The Sitting Alone Suite EP is a consuming release from Chicago-based artist Kramer, showcasing both gorgeous classical-minded instrumentation and hypnotic vocal flows, impressing with a melodic suaveness on the centerpiece track “Sitting Alone.” The artist took home a Grammy award this past February, for the composition of an orchestral jazz-funk piece for the artist J Ivy, and continues his ascent with the stellar Sitting Alone Suite EP.
A contemplative drive home from the Grammys, in February 2023, provided the EP’s initial inspiration. A moment of reflection arose on the Central California coast, where Kramer waded into the ocean during low tide, captivated by the earth’s beauty. There, he made a striking parallel. Heading back into shore, he recounts: “I drew the parallel of the powerful ocean waves that can easily destroy the strongest human, to the ugly often anger driven and algorithm fed hatred we see in my country every election cycle.”
A captivating instrumental opener, “Sitting Alone in Carmel” eases in with emotive strings and serene piano. Thumping bass and percussive pitter-patter emerge alongside a wintry piano backing, with flourishing sings add a comforting warmness as these instrumental forces combine past the one-minute turn. The piano and strings converge for an aesthetical reminiscence to Ryuichi Sakamoto, while the brisker percussive additions lead an intriguing sense of momentum. Alex Brinkman (cello), Dane Zone (drums), and Brandon Meeks (bass) are featured players.

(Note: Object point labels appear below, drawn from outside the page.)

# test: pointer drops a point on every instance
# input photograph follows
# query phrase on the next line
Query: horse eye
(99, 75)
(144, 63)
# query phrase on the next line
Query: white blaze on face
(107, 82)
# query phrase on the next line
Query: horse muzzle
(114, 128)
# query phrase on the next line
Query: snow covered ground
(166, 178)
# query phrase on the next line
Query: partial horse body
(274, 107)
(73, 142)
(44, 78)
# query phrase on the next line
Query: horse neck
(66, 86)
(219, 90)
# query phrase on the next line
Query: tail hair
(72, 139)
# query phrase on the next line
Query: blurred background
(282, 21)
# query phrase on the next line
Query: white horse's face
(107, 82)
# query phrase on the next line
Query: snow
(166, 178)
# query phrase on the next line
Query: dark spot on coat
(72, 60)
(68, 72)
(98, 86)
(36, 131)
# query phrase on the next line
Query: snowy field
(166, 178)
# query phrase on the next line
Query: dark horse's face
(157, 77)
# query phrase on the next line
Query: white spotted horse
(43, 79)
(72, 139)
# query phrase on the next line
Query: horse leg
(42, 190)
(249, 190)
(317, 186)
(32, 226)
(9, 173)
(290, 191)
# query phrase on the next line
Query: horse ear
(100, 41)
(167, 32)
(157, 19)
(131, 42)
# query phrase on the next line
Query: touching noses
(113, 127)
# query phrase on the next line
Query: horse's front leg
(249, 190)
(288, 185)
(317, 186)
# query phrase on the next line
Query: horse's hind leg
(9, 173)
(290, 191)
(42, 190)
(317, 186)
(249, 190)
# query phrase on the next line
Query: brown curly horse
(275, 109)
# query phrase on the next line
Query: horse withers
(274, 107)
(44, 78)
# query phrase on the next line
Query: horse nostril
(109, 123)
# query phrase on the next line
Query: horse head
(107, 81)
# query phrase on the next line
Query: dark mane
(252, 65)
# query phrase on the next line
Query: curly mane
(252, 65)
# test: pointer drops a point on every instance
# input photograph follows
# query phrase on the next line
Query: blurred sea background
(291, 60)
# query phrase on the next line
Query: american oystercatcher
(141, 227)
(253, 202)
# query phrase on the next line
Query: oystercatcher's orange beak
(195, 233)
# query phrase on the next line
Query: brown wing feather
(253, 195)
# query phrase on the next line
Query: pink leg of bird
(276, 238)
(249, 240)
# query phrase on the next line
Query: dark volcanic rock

“Alignment” follows with a debonair vocal lead and a funk-laden pulse, lasting just a minute though making a strong impression in its hints of dreamy pop and trip-hop. The effort leads cohesively into “Sitting Alone,” a gorgeous success with vocals pleading “we gotta talk about it,” alongside elegant piano and weeping strings. Kramer’s strong vocal talents are on full display here, reminding tonally of Yves Tumor. “I’m sitting alone,” the vocals let out as melancholic piano and strings intertwine, succeeding both there and more expressive “mind, body, soul,” verses. “Not gonna happen while we livin’ online,” is thematically poignant, exuding loneliness an effect of digital over-infatuation.
The EP proves riveting in its genre-hopping expanse, from the neo-classical beauty of “Sitting Alone in Carmel” to the chamber-pop emotion within “Sitting Alone” and the serenely funky engrossment of finale “Free.” The Sitting Alone Suite EP is a thorough success from Kramer.